Wake me when the sun comes back. If you live in the northern states, October through March can be a day-after-day dismal parade of gray sky. By about February, there are some of us who have pulled the covers over our collective heads and seem to have trouble mustering any energy to get up and get going. It's depressing. Whereas, when the sun shines, the mood lifts and the energy level increases. One remedy for combating the natural gloom of the winter months is to visit a tanning salon. Tanning salons are big business and perhaps being bronzy-brown isn't the only reason people are really using them. Obviously, natural or artificial, the sun has a real effect on our sense of well-being. But why is that?

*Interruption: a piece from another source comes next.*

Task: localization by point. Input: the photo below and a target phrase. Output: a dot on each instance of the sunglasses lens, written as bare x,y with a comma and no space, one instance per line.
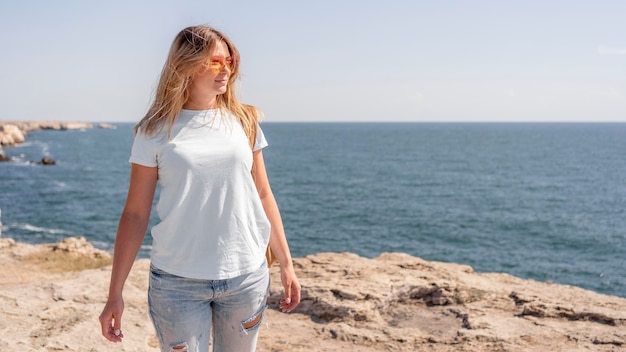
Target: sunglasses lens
217,63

Researchers, in attempting to discover the lure of tanning beds -- and why -- despite repeated warnings of the skin cancer dangers associated with tanning bed use, there are people who still visit tanning salons on a frequent basis, believe they have found the answer in addiction. Wake Forest University Baptist Medical Center researcher explained that the results of a study on tanning bed use showed that some tanners actually experience withdrawal symptoms when the feel-good chemicals stimulated by exposure to UV rays are blocked. Researchers administered a drug that blocks the effects of pleasure-inducing endorphins and other opioids that are naturally released by the brain and which have been associated with the UV light of a tanning bed. The results? At higher doses of the blocking medication, frequent tanners were less inclined to tan, and half of them reported nausea or jitteriness. In a previous study, these same researchers found that people using UV tanning beds were more relaxed afterward than people who used beds that did not have UV light.

If you understand addiction as merely a way to self-medicate in a misguided attempt to feel better when you aren't feeling good, then the tanning bed addiction theory makes sense. Until they can address and solve the problem behind the problem of tanning bed use, then all the skin cancer awareness campaigns will be in vain.